April 30, 2021 (IEEFA) — Despite an extraordinary rise in the price of oil for ExxonMobil’s U.S. operations, the company’s U.S. reserve portfolio managed a meagre $363 million in earnings, according to an IEEFA analysis of its first-quarter earnings report.
Oil prices rose to an average of $56.20 during the first quarter of 2021, a 44 percent increase from the $39.06 posted during the last quarter of 2020.

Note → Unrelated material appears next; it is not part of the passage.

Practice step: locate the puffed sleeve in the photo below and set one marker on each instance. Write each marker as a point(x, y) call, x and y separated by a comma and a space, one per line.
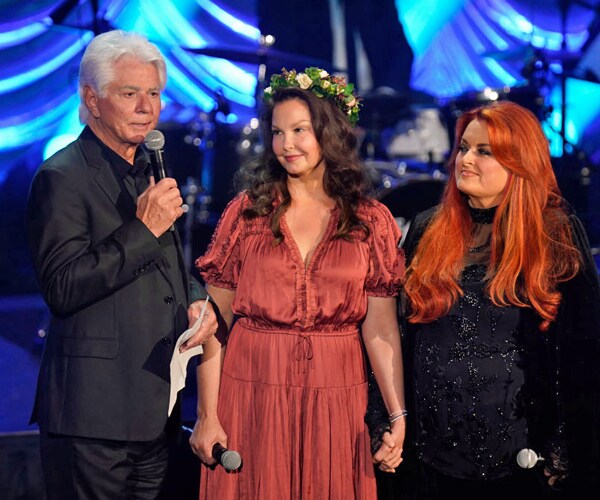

“ExxonMobil has been pouring billions into the Permian Basin since 2013,” said Tom Sanzillo, IEEFA director of financial analysis. “The earnings report of $363 million this quarter—when oil prices took off—represents more an accounting gimmick than an actual return for investors.”
The Irving, Texas-based supermajor reported spending $3.1 billion on capital expenditures during the first quarter, including $800 million on its U.S. upstream operations. Weak earnings in ExxonMobil’s upstream portfolio have become common. Since 2013, it has invested more than $60 billion in U.S. upstream operations while posting $6 billion in cumulative losses.
“Do the math,” said Clark Williams-Derry, an IEEFA energy finance analyst. “ExxonMobil’s U.S. upstream segment bled cash for the quarter, after factoring in capital expenditures. The company’s U.S. oil and gas portfolio continues to underperform.”